N’était-ce pas l’objectif d’empêcher que les travailleurs paient encore la crise bancaire ? Nous proposions une alternative : 10 à 20 milliards d’euros par une lutte réelle contre la fraude fiscale, 5,4 milliards par l’abolition des intérêts notionnels, 9 milliards en mettant fin aux cadeaux fiscaux aux entreprises, et puis des taxes supplémentaires sur les profits d’Electrabel et sur les transactions boursières. Cela rapporterait beaucoup plus que les 11,3 milliards que Di Rupo Ier collecte chez les retraités, les malades et les chômeurs. La révision budgétaire de mars aurait été superflue, tout comme les spéculations sur l’index, sur la TVA, sur une cotisation sociale généralisée ou sur une déclaration libératoire ‘‘unique’’ destinée à rapatrier de l’argent noir.

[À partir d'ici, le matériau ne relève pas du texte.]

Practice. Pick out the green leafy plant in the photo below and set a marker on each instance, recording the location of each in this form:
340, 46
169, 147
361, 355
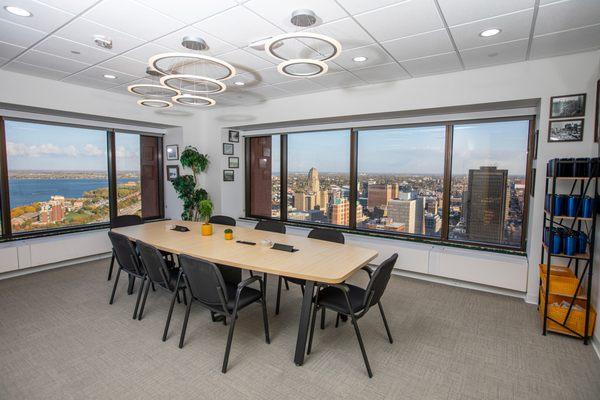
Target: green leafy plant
186, 186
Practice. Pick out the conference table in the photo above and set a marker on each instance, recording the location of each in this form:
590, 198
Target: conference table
314, 261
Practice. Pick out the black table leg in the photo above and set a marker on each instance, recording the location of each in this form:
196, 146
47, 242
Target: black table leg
304, 323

Une manifestation de masse combative le 29 février dernier (journée d’action de la Confédération Européenne des Syndicats) aurait pu montrer à toute l’Europe que nous étions sérieux en parlant d’alternative. Nous aurions pu répondre aux menaces de licenciements, de fermetures ou de délocalisations par un appel à la nationalisation de ces entreprises, tout comme à ArcelorMittal. Si tout le mouvement syndical avait été ainsi mobilisé, cela aurait en outre inspiré les travailleurs à travers l’Europe et poussé les dirigeants européens à revoir leur politique de casse sociale. Les actions symboliques devant les bureaux de la Banque Nationale et la présentation solennelle du cahier de revendications de la CES aux dirigeants européens est aussi inutile que ne l’a été cette action pour des euro-obligations sur la place Schuman, le jour de la grève générale du 30 janvier.

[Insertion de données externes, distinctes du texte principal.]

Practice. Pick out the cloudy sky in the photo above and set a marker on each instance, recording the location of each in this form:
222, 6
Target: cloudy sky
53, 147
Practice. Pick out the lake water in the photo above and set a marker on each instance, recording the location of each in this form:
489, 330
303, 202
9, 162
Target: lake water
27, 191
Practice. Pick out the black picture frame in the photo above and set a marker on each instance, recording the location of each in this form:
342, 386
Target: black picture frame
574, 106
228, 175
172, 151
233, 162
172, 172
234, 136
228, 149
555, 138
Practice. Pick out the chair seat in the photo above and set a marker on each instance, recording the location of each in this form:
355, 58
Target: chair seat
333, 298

L’attitude des dirigeants syndicaux n’est pas proportionnelle à la guerre de classe que livrent le gouvernement et le patronat, qui ne souhaitent pas de compromis honorable. Trop longtemps, les dirigeants syndicaux ont étés entraînés dans la logique néolibérale par les politiciens sociaux et chrétiens – démocrates. Cela explique notamment la politique spéculative d’Arco, la coopérative du mouvement ouvrier chrétien.

Sur 17,3 milliards d’euros de déduction des intérêts notionnels accordés en 2009, seulement 5% l’étaient pour les PME. Cela nuance l’utilisation qui en a été fait par la société de la famille de Rudy De Leeuw, le président de la FGTB. Bien sûr, il s’agissait d’une attaque orchestrée, mais n’aurions nous pas pu être en droit d’attendre un peu plus de fermeté sur les principes de la part d’un dirigeant syndical ?

Les dizaines de milliers de syndicalistes méritent une direction à leur image, une direction démocratiquement élue qui s’engage quotidiennement pour ses membres sans gain personnel, qui est droite dans ses bottes, qui négocie sur base de la construction d’un rapport de force, au lieu de parlementer et de soumettre les résultats à la base.